The sensation passed, but it left behind a heightened awareness of the solidity beneath his feet—a solidity that was, he quickly perceived, more illusory than real. He stood still, allowing his gaze to travel along the shoreline, and what he saw there deepened the heaviness in his chest. The entire waterfront, as far as the eye could reach, was a procession of half-ruined structures: sheds with gaping roofs, boathouses slumped at drunken angles, the skeletal remains of what might once have been a small factory, its windows empty sockets staring blindly at the water.
It was not the devastation of recent catastrophe that marked them, but the slower, more profound decay of prolonged neglect. They created an overwhelming impression that the town itself had paused in some vital function, had drawn a breath long ago and then simply forgotten to exhale, frozen in a tantalizing expectation that remained permanently unfulfilled.

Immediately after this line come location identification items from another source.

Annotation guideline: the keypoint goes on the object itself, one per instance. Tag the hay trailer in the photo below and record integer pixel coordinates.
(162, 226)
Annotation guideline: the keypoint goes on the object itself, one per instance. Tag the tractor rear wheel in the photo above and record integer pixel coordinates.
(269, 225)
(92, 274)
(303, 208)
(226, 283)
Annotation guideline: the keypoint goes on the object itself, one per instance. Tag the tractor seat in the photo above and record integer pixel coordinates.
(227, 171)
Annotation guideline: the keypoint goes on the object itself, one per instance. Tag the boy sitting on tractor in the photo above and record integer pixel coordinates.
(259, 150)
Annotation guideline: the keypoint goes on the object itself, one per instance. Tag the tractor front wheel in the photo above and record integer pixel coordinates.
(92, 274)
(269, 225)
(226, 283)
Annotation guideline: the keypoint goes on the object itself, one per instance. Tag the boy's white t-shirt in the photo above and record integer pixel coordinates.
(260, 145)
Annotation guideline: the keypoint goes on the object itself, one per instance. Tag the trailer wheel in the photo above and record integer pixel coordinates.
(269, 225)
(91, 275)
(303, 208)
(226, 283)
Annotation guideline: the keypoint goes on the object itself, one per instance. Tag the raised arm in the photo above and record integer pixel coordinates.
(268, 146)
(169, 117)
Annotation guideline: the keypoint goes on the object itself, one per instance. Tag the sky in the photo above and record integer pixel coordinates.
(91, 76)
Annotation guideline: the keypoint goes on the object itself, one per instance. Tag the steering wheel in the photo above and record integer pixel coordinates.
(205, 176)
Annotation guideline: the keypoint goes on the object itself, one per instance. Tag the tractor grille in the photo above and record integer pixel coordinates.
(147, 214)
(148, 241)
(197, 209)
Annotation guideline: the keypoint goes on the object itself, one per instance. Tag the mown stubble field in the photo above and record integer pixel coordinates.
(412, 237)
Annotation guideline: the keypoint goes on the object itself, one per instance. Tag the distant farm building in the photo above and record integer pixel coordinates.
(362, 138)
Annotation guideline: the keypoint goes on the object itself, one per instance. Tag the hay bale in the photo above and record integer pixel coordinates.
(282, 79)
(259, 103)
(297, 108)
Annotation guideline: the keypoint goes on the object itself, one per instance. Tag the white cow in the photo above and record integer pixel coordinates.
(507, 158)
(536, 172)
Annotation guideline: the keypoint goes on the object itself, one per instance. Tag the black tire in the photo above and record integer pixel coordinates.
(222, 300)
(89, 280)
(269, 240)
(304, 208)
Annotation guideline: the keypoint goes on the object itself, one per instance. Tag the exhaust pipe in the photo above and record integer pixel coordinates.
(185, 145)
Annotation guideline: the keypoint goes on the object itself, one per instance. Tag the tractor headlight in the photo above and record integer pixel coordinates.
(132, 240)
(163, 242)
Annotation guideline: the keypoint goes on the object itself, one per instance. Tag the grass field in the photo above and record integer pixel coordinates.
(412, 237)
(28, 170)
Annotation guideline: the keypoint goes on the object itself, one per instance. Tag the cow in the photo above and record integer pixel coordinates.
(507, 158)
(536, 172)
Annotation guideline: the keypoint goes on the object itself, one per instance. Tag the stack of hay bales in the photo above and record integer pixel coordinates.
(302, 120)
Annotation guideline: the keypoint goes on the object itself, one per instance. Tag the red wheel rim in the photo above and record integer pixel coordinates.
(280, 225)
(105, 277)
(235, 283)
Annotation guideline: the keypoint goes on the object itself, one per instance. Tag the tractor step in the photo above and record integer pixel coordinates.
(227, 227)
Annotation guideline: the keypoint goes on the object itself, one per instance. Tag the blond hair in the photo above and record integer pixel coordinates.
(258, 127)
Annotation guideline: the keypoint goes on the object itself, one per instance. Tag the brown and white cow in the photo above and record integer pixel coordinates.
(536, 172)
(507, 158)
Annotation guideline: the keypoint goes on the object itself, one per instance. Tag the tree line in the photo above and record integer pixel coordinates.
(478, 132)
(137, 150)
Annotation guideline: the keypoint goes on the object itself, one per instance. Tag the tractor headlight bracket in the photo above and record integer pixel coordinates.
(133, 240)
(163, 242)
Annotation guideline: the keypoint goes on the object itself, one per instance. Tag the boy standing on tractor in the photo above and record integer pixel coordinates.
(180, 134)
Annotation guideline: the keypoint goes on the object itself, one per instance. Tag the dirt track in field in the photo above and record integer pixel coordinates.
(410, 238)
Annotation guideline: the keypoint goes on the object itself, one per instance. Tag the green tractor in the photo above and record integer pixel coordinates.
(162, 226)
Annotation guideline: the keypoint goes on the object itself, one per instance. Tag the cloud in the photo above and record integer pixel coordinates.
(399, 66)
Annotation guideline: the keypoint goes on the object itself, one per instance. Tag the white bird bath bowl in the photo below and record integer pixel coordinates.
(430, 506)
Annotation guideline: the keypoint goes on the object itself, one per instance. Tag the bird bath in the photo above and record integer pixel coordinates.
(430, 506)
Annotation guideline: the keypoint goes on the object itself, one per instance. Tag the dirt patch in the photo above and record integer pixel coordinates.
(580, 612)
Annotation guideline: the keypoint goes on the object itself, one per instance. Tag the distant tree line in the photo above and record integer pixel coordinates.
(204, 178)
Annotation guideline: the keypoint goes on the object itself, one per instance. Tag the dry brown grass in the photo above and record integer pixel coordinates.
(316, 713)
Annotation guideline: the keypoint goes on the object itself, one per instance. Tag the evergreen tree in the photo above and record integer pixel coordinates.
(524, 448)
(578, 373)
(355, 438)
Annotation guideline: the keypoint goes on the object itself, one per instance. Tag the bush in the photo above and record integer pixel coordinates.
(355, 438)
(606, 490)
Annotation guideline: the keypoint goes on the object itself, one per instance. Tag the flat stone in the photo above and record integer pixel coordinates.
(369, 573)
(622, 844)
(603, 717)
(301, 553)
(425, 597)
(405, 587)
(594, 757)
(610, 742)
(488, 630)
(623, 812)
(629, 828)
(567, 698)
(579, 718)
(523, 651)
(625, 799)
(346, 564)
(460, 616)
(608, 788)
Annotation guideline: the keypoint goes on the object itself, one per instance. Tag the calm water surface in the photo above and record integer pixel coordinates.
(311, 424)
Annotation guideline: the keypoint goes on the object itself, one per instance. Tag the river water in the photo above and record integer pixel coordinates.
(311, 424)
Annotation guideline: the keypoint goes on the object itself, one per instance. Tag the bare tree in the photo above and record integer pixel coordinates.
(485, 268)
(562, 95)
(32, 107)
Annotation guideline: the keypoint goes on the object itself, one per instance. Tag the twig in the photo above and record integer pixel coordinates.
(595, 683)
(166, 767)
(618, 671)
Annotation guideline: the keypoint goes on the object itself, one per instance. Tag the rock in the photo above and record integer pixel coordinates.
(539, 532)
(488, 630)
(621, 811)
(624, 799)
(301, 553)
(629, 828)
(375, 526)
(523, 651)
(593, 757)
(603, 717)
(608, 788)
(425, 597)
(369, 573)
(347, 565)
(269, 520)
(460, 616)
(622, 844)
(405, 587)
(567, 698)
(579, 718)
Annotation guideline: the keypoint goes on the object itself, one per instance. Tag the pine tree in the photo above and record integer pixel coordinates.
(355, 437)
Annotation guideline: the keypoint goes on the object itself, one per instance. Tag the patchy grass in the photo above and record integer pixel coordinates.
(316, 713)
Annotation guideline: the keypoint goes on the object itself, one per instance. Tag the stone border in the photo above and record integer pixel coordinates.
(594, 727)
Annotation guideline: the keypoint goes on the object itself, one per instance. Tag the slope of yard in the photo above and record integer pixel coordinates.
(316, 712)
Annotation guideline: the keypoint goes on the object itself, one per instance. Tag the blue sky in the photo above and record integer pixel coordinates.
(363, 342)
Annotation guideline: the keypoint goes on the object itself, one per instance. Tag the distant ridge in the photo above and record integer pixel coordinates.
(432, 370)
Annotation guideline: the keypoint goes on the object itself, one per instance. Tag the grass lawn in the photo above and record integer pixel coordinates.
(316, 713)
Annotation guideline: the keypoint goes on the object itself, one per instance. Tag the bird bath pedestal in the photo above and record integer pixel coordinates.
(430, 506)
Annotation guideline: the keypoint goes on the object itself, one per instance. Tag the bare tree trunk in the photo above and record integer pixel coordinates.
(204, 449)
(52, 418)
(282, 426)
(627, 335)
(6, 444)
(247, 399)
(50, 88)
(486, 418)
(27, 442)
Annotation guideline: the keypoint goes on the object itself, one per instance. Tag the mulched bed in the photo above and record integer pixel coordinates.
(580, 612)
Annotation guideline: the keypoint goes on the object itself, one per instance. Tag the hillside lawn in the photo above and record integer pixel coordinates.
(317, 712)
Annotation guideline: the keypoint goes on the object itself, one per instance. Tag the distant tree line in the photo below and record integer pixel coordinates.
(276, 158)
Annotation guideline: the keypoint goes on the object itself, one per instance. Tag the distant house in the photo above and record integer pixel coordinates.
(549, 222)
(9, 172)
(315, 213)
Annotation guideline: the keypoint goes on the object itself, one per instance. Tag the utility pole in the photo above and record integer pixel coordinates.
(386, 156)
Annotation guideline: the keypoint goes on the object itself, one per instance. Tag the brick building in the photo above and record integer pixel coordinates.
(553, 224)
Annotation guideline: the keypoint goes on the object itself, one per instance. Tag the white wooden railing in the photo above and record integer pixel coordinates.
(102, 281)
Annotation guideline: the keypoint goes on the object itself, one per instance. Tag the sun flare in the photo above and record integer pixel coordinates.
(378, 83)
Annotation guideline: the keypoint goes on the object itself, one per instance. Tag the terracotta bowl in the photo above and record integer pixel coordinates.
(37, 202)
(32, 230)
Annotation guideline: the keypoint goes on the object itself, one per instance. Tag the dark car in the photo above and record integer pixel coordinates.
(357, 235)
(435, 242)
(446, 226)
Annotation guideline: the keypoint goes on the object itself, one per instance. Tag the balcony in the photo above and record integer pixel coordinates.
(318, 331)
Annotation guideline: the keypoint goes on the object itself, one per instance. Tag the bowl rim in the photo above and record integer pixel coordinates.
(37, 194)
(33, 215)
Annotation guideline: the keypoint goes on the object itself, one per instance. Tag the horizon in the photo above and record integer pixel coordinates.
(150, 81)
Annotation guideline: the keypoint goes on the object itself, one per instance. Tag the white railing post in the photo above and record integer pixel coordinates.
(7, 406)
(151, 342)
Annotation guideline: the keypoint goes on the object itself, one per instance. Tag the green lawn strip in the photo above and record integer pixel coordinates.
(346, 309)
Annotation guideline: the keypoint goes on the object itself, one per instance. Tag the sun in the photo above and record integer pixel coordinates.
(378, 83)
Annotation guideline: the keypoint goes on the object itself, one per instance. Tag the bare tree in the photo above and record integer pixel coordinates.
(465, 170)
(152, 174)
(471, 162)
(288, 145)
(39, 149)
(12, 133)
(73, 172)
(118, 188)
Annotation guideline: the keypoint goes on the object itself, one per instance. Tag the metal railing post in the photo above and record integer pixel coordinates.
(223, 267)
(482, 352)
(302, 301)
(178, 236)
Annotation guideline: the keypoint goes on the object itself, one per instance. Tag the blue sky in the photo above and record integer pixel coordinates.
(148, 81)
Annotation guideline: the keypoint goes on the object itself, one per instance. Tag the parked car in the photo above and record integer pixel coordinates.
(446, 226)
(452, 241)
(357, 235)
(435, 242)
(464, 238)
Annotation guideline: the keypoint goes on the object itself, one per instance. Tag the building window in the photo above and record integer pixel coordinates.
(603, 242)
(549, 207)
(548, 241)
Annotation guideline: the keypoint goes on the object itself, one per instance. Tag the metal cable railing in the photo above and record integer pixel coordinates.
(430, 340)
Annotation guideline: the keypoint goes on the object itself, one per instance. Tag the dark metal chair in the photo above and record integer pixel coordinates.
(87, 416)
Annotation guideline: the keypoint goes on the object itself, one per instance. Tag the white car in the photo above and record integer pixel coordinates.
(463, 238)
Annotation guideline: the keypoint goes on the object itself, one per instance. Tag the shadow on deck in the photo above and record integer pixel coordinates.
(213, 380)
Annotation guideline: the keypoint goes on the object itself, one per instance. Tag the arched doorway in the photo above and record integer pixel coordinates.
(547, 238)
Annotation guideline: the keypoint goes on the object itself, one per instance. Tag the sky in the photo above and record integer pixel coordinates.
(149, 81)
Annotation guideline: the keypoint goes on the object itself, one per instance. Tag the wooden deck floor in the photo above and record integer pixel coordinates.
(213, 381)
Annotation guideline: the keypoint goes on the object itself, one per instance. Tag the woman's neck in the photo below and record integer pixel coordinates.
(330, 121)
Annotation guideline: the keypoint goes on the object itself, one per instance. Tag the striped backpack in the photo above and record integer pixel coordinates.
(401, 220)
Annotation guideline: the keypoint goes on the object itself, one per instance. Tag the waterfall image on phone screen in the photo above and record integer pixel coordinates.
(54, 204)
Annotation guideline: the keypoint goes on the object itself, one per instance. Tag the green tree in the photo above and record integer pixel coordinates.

He found a ring bolted to one of the piles—red with rust but apparently still sound—and busied himself with the rope, threading it through and securing it with the careful, methodical knots of a man who trusted no quick improvisation.
As he worked, his movements slow and deliberate, he could not help but listen. The wood beneath his feet complained with a low, persistent groan, a sound not of alarm but of deep, bone-weary fatigue, as if the entire structure were sighing under a weight it had borne for too long. The sound seemed to seep up through the soles of his shoes and into his very being, amplifying the sensation of abandonment that hung in the damp air like a palpable mist.
It was a place, he thought with a dull inward ache, that had been waiting for something—for someone—for so long that it had forgotten what the waiting was for, and now only remembered the waiting itself.
Mark drew a deep breath, filling his lungs with the heavy air that hung about the pier like an invisible sediment.
It was a complex atmosphere, rich with the distinct odours of wet wood slowly returning to the earth from which it came, the sharp, primordial tang of sea salt that stung the nostrils faintly, and beneath these, a deeper, more ancient scent of tar and creosote, long baked into the very grain of the timbers by forgotten summers and now released again by the pervasive damp. He exhaled slowly, as if tasting the place itself.
He reached out and placed his palm flat against one of the damp piles.
The surface was rough, abrasive against his skin, the grain raised and splintered by years of weather and the incessant lap of tides. He felt the individual ridges and fissures, the cool moisture that had penetrated deep into the wood, and this direct, tactile communion with the physical reality of the spot served only to heighten, by its very solidity, the strange insubstantiality of everything else around him. The world, he thought, was most unreal precisely when one touched it.
Lifting his head, he began to survey his surroundings with the methodical attention of a man who seeks to anchor himself in observable fact.
His gaze first caught upon a fisherman's hut, leaning precariously a short distance along the shore. Its walls were grey and weathered, and against them, in a careless heap, lay several bundles of netting or sacking, so faded by sun and salt that their original colour had become a matter of pure conjecture. They spoke of recent, or at least not distant, human activity—a boat put in, a catch sorted, perhaps—but the manner of their abandonment, thrown aside and already forgotten, contributed only to the prevailing sense of transience and neglect.